Fall 2020

Slides

Mid-Semester-1 Presentation Slides (Sensitive, tend not to publish)

Mid-Semester-2 Presentation Slides (Sensitive, tend not to publish)

Final Presentation Slides (Sensitive, tend not to publish)

Videos

Final Presentation Video (Sensitive, tend not to publish)

Method

Our proposed pipeline mainly consists of two modules, geometric manipulation module and semantic manipulation module. The geometric manipulation module warps the feature maps of input image guided by estimated 3D geometry. In this way, artifacts are reduced by moving the manipulation from image space to feature space. The 3D geometry introduced here helps handle extreme head pose and lightning condition. The warped feature maps are then fed to semantic manipulation module which synthesizes information that was not the input image.
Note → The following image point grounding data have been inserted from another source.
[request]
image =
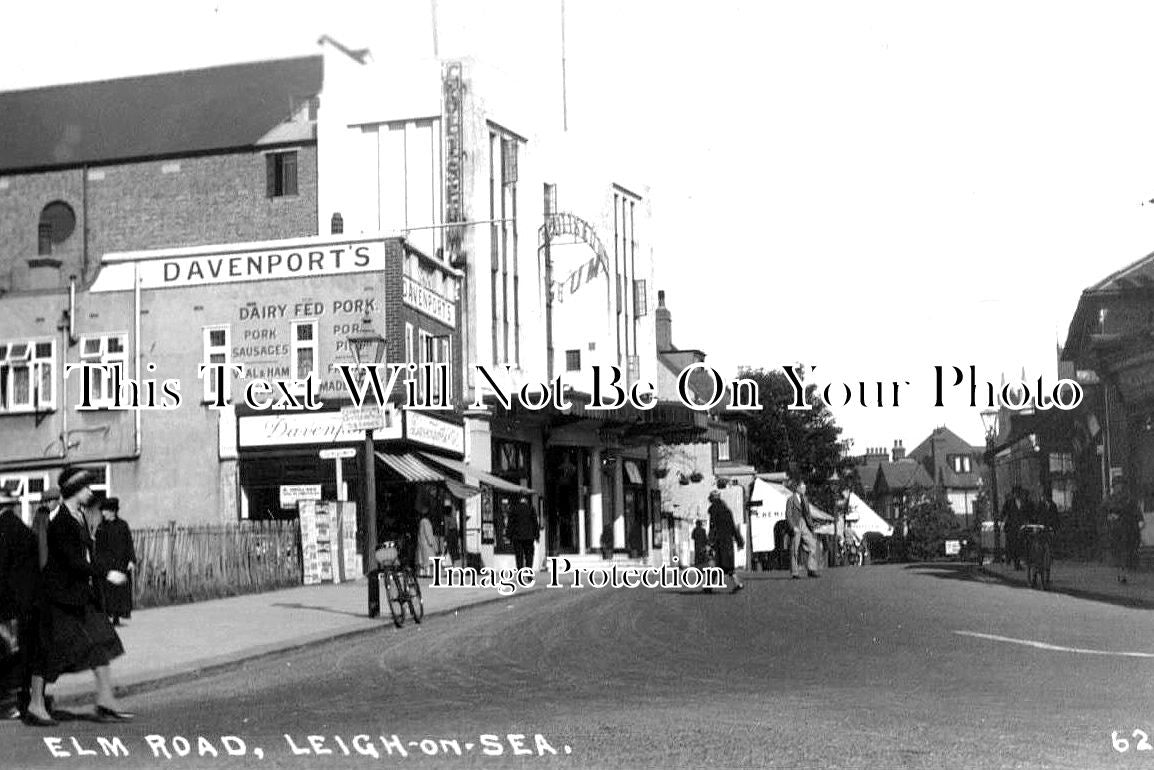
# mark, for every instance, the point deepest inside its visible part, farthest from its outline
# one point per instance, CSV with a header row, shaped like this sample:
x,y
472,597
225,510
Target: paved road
x,y
863,667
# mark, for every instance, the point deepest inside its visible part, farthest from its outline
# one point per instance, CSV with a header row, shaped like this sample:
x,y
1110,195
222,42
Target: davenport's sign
x,y
428,303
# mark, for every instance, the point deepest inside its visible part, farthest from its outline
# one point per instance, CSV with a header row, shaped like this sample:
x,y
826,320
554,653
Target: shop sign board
x,y
309,427
435,433
428,301
292,493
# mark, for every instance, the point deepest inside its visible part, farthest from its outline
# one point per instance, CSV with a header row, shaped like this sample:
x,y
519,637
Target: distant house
x,y
953,465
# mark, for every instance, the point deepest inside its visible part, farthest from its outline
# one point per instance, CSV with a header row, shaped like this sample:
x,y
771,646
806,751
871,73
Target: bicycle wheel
x,y
412,593
394,593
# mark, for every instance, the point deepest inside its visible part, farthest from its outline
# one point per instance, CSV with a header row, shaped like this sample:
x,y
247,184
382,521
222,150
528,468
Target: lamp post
x,y
368,348
990,423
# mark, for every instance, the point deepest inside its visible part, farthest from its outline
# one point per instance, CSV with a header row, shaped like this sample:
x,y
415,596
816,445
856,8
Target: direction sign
x,y
361,418
341,453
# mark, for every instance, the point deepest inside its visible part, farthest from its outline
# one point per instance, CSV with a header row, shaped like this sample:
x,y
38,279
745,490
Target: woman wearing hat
x,y
75,632
114,551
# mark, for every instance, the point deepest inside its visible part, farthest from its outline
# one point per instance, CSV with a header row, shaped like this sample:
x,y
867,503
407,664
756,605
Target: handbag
x,y
9,637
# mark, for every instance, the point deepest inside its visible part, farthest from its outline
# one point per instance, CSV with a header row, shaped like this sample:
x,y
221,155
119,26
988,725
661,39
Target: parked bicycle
x,y
399,584
1038,543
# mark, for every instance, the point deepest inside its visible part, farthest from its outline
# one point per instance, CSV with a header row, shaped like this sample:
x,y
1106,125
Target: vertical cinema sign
x,y
454,172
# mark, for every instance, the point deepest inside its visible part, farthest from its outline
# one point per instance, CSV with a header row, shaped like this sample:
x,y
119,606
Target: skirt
x,y
73,640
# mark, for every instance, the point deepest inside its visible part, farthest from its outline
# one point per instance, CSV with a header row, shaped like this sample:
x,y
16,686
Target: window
x,y
216,351
280,170
302,361
105,350
28,375
58,221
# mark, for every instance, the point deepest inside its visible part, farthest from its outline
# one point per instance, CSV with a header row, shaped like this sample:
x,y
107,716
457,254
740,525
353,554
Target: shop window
x,y
216,351
107,351
302,361
58,221
280,173
28,375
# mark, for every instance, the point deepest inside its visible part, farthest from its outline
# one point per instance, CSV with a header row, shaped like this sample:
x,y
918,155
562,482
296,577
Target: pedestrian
x,y
75,634
1013,516
724,533
801,525
426,540
524,529
701,545
20,591
114,551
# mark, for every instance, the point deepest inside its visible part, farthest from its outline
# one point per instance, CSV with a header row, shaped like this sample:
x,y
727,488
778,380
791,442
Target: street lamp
x,y
368,348
990,418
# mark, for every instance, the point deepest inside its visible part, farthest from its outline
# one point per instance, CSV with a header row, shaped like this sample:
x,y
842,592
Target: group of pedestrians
x,y
58,588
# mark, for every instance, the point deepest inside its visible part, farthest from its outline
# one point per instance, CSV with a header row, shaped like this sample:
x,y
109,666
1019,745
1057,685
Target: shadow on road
x,y
975,574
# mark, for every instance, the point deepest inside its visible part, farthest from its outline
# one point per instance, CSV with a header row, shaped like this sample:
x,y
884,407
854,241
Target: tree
x,y
802,442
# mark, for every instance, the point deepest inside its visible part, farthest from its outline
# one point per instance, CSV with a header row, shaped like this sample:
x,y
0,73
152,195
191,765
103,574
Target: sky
x,y
869,188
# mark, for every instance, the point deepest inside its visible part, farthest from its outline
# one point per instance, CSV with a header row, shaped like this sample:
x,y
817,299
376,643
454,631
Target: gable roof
x,y
167,114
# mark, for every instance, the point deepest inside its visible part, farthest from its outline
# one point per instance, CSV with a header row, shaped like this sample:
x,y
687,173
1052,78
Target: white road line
x,y
1057,648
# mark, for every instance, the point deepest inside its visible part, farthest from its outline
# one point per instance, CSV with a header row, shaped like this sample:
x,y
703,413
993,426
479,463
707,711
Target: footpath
x,y
165,645
1088,581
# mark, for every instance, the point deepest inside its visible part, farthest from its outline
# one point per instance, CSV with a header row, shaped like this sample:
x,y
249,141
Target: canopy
x,y
484,477
862,518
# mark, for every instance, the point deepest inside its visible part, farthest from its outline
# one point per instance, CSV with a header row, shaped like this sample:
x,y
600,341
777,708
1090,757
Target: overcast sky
x,y
874,188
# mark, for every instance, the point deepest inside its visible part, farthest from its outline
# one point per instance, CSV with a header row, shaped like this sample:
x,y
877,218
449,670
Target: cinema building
x,y
264,214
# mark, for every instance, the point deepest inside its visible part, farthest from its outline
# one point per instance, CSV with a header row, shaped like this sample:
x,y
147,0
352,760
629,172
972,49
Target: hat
x,y
72,480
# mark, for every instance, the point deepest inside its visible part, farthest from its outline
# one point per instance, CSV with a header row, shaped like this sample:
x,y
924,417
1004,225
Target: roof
x,y
167,114
948,443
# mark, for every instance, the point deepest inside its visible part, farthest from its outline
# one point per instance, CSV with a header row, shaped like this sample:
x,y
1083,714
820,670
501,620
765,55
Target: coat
x,y
20,570
113,550
724,533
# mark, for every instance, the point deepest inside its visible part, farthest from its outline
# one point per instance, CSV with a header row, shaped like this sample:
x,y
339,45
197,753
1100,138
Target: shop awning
x,y
410,466
484,477
459,490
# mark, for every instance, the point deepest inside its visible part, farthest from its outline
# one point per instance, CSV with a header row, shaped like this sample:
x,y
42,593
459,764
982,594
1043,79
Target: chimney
x,y
664,323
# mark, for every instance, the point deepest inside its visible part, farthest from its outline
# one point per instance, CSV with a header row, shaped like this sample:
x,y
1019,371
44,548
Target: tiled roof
x,y
167,114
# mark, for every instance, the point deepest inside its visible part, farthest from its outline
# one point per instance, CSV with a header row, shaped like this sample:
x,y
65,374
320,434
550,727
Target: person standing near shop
x,y
801,523
114,551
20,591
524,529
75,634
724,535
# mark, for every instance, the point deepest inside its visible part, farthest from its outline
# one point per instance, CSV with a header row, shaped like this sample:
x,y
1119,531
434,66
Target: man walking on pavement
x,y
801,523
523,530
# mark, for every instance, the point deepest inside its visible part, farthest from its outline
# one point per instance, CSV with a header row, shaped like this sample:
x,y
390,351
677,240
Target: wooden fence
x,y
189,563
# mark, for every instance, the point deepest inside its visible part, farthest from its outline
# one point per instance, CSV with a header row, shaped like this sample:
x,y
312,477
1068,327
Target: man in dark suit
x,y
801,523
20,588
524,529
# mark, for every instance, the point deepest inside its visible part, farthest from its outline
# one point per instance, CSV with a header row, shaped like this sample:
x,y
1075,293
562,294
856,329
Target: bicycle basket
x,y
387,554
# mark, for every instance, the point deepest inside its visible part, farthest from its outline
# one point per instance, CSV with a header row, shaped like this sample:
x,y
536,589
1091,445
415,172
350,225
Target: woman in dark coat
x,y
114,551
75,634
722,535
20,589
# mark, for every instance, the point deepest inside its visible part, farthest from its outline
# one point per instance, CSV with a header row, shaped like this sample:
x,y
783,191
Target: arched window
x,y
58,221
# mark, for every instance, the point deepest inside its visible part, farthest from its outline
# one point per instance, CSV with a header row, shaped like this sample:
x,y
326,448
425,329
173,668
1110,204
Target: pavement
x,y
165,645
1088,581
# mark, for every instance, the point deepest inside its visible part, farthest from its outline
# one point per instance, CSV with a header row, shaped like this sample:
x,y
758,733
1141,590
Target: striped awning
x,y
410,466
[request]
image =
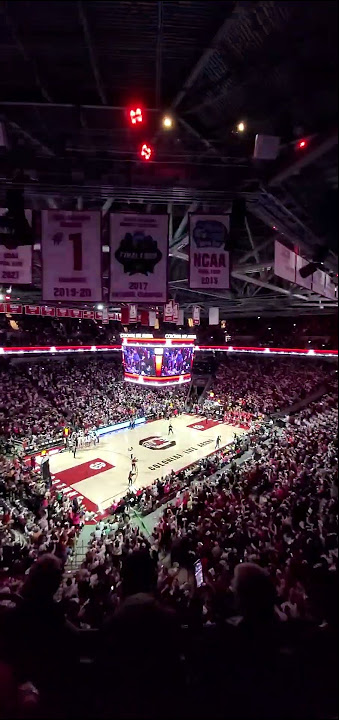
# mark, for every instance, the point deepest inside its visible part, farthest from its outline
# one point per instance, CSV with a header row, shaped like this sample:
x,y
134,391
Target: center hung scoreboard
x,y
158,361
Geometric Manipulation Module

Figure 1. Geometric Manipulation Module.

As shown in Figure 1, given an input image and the FACS code of driving image as target expression, we first feed the input image into CNN encoder to extract its feature map. We also estimate the 3D geometry of the input image, which is later sent to the 3D geometry module to output an estimated 3D geometry of target image conditioned on target FACS code. Then we calculated an optical flow between input image and target image according to their estimated 3D geometry. Finally this optical flow is used to warp the feature map of input image.

Semantic Manipulation Module

Figure 2. Semantic Manipulation Module.

Besides the estimated 3D geometry of target image, the 3D geometry module also outputs an inpainting mask which synthesizes information that was not the input image and locates areas that need to be inpainted (e.g. wrinkles and teeth). The Semantic Manipulation Module first masks the warped feature map with inpainting mask and then fuses this masked feature map with target FACS code. After fusing, the feature map is fed to an CNN decoder to get the generated image.

Supervision

Our final loss function is the combination of perceptual loss, geometry loss and GAN loss as shown below. I denotes image, P denotes 3D geometry, D denoted discriminator.

Qualitative illustration

Figure 3. An illustration of how each part of the pipeline works. The columns from left to right are bar chart of source FACS and target FACS, input image, input estimated 3D geometry, driving image, driving estimated 3D geometry, manipulated (estimated target)3D geometry, optical flow, image after warping, image after fusing, image after inpainting (final generated image), inpainting mask.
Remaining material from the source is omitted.